Life sized, interactive screen image displaying an AI Avatar of Les (Flapper) Hughes at Victoria Park.

Image courtesy of Deakin University Library.

Flapper Said: Exploring the Future of Conversational AI

Presented by Deakin University Library

DETAILS

Free, no booking required

Deakin University Library
221 Burwood Highway, Burwood VIC, Australia

DATES

Thu 14 May 8am – 9pm

Fri 15 May 8am – 9pm

Sat 16 May 8am – 9pm

Sun 17 May 8am – 9pm

Mon 18 May 8am – 9pm

Tue 19 May 8am – 9pm

Wed 20 May 8am – 9pm

Thu 21 May 8am – 9pm

Fri 22 May 8am – 9pm

Sat 23 May 8am – 9pm

Sun 24 May 8am – 9pm

This exhibition investigates how machines speak and how we respond. At its centre is Flapper, a conversational AI based on Les Hughes (1884–1962), the legendary Collingwood Football Club player (1908–1922), affectionately nicknamed ‘Flapper’ for his animated presence on the field and later a celebrated Melbourne/Naarm hotel publican.

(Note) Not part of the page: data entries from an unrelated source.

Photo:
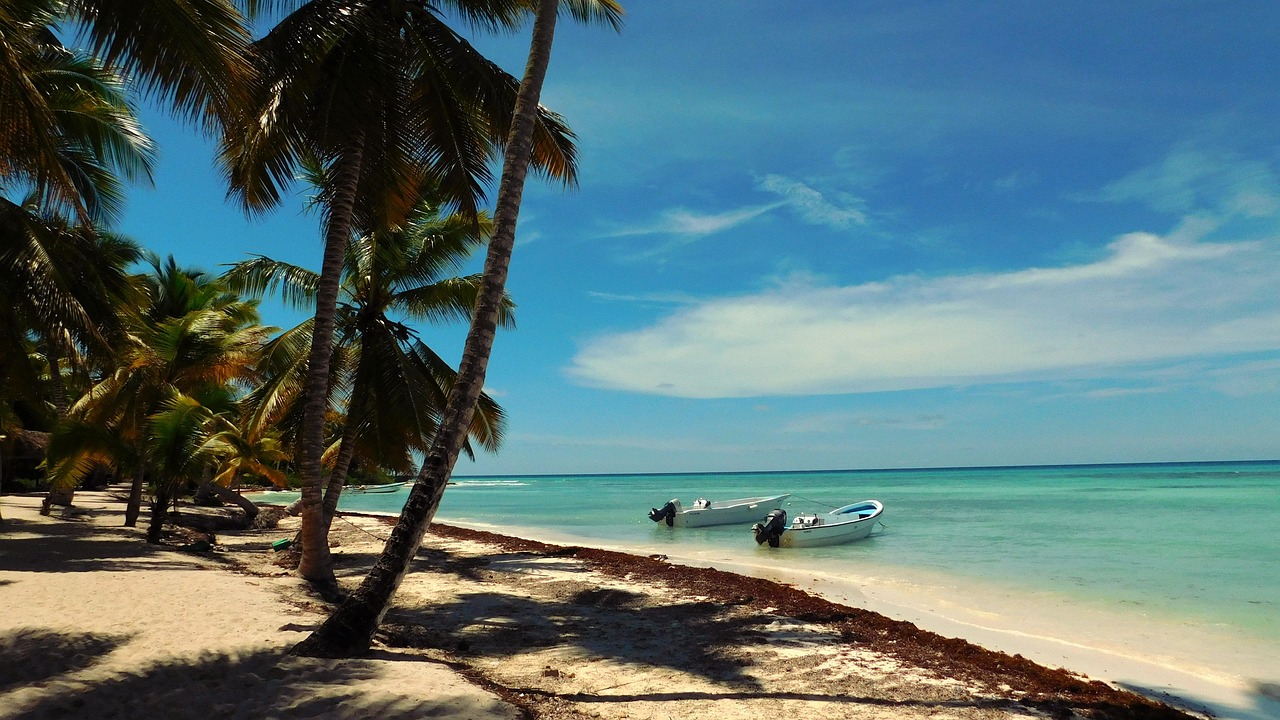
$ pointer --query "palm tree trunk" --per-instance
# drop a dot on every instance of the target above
(135, 506)
(351, 628)
(316, 565)
(338, 477)
(62, 495)
(159, 513)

Using technology, Flapper is brought into the present, inviting visitors into direct conversation and responding in real time with a mix of thoughtful observations, sharp wit and unexpected depth. Equal parts historian, commentator and comedian, he draws from history, cultural references and computational logic. His answers are informed by online resources alongside anecdotal and factual data specifically coded to reflect what the real Les Hughes might say today.

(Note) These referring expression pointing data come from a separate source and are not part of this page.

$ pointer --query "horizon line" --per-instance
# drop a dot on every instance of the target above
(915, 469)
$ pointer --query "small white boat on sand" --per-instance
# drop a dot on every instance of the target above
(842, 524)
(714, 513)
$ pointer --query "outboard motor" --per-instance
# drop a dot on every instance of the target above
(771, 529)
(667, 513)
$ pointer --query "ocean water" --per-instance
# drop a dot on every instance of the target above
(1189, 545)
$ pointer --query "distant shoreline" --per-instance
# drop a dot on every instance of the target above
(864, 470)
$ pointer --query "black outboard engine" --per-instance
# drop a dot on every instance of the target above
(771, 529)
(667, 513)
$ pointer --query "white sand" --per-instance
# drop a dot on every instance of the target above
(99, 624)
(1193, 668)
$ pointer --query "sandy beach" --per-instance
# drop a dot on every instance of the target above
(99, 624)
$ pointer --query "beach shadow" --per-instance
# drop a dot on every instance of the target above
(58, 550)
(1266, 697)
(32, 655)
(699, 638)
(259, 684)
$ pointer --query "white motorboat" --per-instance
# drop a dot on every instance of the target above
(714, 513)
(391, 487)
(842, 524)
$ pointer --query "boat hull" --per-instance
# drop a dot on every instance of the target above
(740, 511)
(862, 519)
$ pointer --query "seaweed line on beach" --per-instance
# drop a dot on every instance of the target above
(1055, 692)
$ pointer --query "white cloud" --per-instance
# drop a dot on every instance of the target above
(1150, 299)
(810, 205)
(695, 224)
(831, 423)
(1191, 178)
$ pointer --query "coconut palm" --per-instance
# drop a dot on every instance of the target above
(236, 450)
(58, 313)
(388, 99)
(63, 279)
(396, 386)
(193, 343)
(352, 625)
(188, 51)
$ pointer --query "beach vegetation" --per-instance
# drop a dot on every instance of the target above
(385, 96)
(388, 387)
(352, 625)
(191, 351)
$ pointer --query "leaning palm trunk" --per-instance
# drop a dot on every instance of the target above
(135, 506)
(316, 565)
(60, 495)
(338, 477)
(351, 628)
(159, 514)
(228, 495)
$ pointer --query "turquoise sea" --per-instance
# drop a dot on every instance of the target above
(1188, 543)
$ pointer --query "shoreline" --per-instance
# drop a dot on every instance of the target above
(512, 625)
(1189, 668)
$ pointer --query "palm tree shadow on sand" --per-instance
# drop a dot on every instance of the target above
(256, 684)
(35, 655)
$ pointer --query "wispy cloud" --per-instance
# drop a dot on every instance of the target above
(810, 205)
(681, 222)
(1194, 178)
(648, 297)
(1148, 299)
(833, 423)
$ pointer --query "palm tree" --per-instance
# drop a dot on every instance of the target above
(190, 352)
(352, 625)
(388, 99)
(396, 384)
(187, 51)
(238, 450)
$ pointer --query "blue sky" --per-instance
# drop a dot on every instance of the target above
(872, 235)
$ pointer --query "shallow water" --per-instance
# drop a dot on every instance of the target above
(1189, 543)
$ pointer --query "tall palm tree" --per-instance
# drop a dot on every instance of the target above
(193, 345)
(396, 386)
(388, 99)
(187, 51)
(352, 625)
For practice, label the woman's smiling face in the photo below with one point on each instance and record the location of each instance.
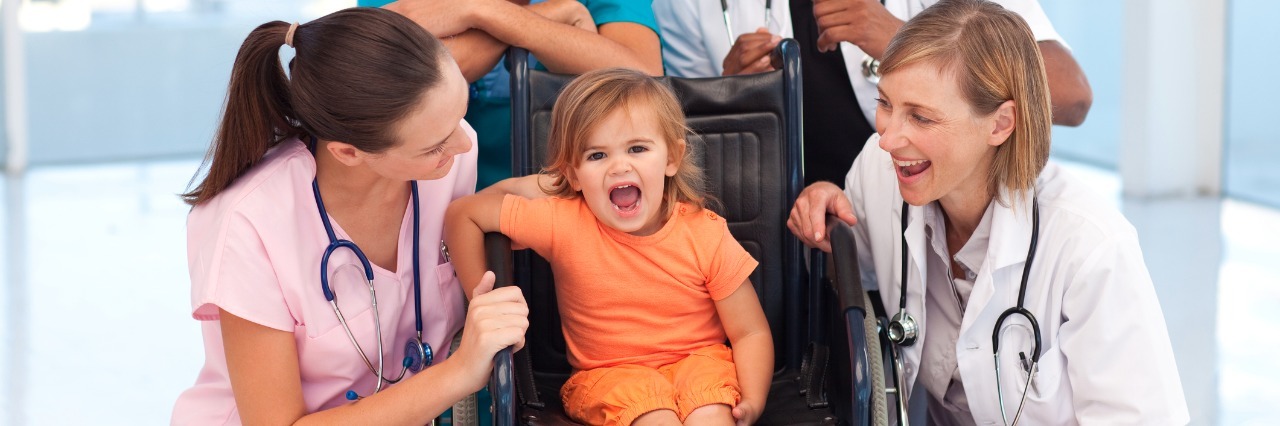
(940, 147)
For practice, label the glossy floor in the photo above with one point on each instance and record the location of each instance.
(95, 325)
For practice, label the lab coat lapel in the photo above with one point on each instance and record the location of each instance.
(1010, 238)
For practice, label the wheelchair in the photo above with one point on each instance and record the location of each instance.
(748, 140)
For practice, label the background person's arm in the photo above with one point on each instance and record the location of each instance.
(869, 26)
(264, 370)
(568, 49)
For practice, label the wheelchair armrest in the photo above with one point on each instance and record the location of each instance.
(842, 266)
(502, 383)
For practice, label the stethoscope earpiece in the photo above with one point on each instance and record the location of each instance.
(903, 328)
(417, 353)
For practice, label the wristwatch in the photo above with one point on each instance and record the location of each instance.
(871, 69)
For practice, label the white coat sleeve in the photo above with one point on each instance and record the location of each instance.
(1036, 18)
(684, 54)
(1119, 358)
(858, 183)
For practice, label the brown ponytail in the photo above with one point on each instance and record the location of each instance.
(356, 73)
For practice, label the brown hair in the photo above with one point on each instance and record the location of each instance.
(593, 96)
(356, 73)
(995, 58)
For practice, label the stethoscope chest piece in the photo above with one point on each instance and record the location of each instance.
(417, 355)
(903, 329)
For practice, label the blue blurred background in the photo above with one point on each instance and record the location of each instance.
(119, 100)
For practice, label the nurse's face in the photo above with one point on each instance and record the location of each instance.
(941, 149)
(432, 134)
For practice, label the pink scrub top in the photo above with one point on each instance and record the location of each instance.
(255, 251)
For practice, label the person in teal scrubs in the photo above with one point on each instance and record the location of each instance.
(565, 36)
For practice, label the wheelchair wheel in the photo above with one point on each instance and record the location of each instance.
(874, 357)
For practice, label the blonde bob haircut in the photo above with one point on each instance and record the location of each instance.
(589, 99)
(993, 56)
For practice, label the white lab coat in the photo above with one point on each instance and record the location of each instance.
(1106, 356)
(695, 41)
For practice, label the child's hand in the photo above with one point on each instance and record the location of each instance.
(745, 413)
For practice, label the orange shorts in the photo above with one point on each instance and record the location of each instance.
(617, 395)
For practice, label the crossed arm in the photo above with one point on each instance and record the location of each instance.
(560, 32)
(869, 26)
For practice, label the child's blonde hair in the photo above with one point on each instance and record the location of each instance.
(593, 96)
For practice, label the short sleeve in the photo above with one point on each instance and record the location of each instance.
(232, 271)
(622, 10)
(529, 223)
(730, 265)
(1036, 18)
(682, 49)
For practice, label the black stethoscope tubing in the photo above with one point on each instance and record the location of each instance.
(728, 26)
(903, 328)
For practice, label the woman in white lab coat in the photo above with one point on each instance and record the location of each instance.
(963, 128)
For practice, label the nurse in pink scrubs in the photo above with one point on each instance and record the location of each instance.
(370, 110)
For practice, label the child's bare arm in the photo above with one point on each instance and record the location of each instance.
(753, 349)
(529, 187)
(465, 224)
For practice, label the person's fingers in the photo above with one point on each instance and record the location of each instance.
(844, 210)
(508, 293)
(817, 216)
(824, 8)
(758, 67)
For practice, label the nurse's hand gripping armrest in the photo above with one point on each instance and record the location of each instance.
(497, 319)
(808, 220)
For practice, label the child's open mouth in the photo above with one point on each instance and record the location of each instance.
(912, 168)
(625, 198)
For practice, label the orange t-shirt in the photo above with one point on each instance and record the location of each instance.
(626, 299)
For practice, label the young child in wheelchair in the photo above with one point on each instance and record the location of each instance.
(649, 282)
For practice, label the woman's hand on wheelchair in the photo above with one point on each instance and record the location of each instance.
(808, 220)
(496, 319)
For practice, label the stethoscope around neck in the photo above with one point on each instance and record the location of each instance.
(728, 24)
(417, 353)
(903, 328)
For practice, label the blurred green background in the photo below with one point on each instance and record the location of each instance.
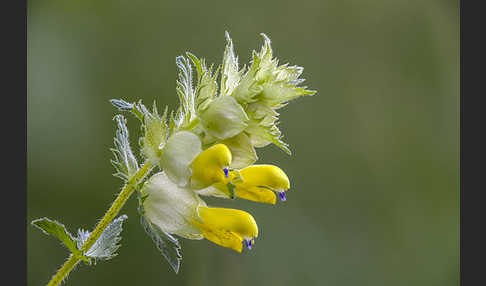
(375, 164)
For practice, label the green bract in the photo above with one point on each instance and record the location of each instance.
(206, 147)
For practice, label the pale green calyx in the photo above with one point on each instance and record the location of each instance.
(155, 132)
(224, 118)
(206, 147)
(177, 155)
(170, 207)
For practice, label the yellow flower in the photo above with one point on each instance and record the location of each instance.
(210, 176)
(178, 210)
(228, 227)
(258, 183)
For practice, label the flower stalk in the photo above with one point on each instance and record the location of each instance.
(109, 216)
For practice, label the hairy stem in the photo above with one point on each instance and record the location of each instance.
(64, 271)
(103, 224)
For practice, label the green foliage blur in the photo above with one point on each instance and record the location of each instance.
(374, 196)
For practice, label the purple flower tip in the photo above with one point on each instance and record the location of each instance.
(225, 170)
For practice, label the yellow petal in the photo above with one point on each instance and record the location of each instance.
(227, 227)
(265, 175)
(254, 193)
(207, 167)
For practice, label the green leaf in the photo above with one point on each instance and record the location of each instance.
(125, 162)
(107, 244)
(123, 105)
(263, 89)
(187, 109)
(55, 228)
(167, 244)
(155, 131)
(230, 75)
(224, 118)
(206, 88)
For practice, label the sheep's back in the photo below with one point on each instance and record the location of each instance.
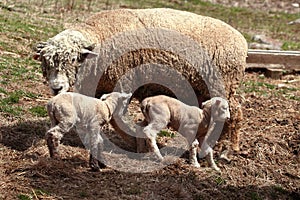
(224, 45)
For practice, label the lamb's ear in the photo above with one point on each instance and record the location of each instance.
(205, 103)
(218, 102)
(104, 97)
(127, 95)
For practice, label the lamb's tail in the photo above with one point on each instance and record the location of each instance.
(145, 106)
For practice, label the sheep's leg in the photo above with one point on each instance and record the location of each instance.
(53, 137)
(193, 154)
(151, 132)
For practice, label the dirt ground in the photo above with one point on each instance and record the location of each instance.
(266, 168)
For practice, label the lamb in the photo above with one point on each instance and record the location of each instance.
(85, 115)
(190, 121)
(66, 54)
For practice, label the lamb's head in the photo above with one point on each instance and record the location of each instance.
(61, 56)
(118, 102)
(219, 109)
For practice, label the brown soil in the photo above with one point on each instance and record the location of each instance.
(266, 168)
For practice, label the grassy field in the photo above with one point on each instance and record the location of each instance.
(268, 168)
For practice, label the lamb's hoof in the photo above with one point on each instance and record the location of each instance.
(217, 169)
(224, 156)
(236, 148)
(55, 155)
(96, 165)
(196, 165)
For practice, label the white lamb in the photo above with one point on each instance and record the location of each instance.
(85, 115)
(190, 121)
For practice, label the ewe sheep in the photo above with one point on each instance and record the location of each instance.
(85, 115)
(64, 55)
(190, 121)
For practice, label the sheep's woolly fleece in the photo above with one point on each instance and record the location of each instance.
(222, 46)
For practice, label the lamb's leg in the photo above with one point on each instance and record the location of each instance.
(96, 149)
(62, 121)
(236, 123)
(53, 137)
(193, 154)
(207, 151)
(151, 132)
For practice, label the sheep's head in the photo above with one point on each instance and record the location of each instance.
(60, 57)
(118, 101)
(219, 109)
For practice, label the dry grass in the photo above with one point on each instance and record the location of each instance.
(266, 168)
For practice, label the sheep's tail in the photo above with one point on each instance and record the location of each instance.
(51, 113)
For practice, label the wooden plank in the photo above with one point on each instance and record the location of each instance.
(290, 59)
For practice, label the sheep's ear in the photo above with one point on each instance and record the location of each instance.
(38, 48)
(205, 103)
(218, 102)
(90, 47)
(87, 52)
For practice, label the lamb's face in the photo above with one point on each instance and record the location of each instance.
(220, 109)
(121, 100)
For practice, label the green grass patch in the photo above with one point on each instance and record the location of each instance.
(266, 89)
(24, 197)
(166, 133)
(38, 111)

Emerging from research by Dr Russell Kennedy (School of Communication and Creative Arts and Deakin Motion Lab), Flapper Said explores what AI says and why and how it speaks, raising important questions about authorship, emotion, bias and the desire for machines that understand us.

What does it mean, in an era shaped by generative AI, for a machine to speak convincingly? Who, or what, owns that voice? And how do we respond when the line between human and machine begins to blur?

Flapper Said reflects a moment of collective reckoning. As we create more capable conversational agents, immersive simulations and AI-driven decision systems, we must keep asking: what does it mean to speak, to listen, to understand? And what kind of future are we designing for humans, for machines and for the conversations they will share?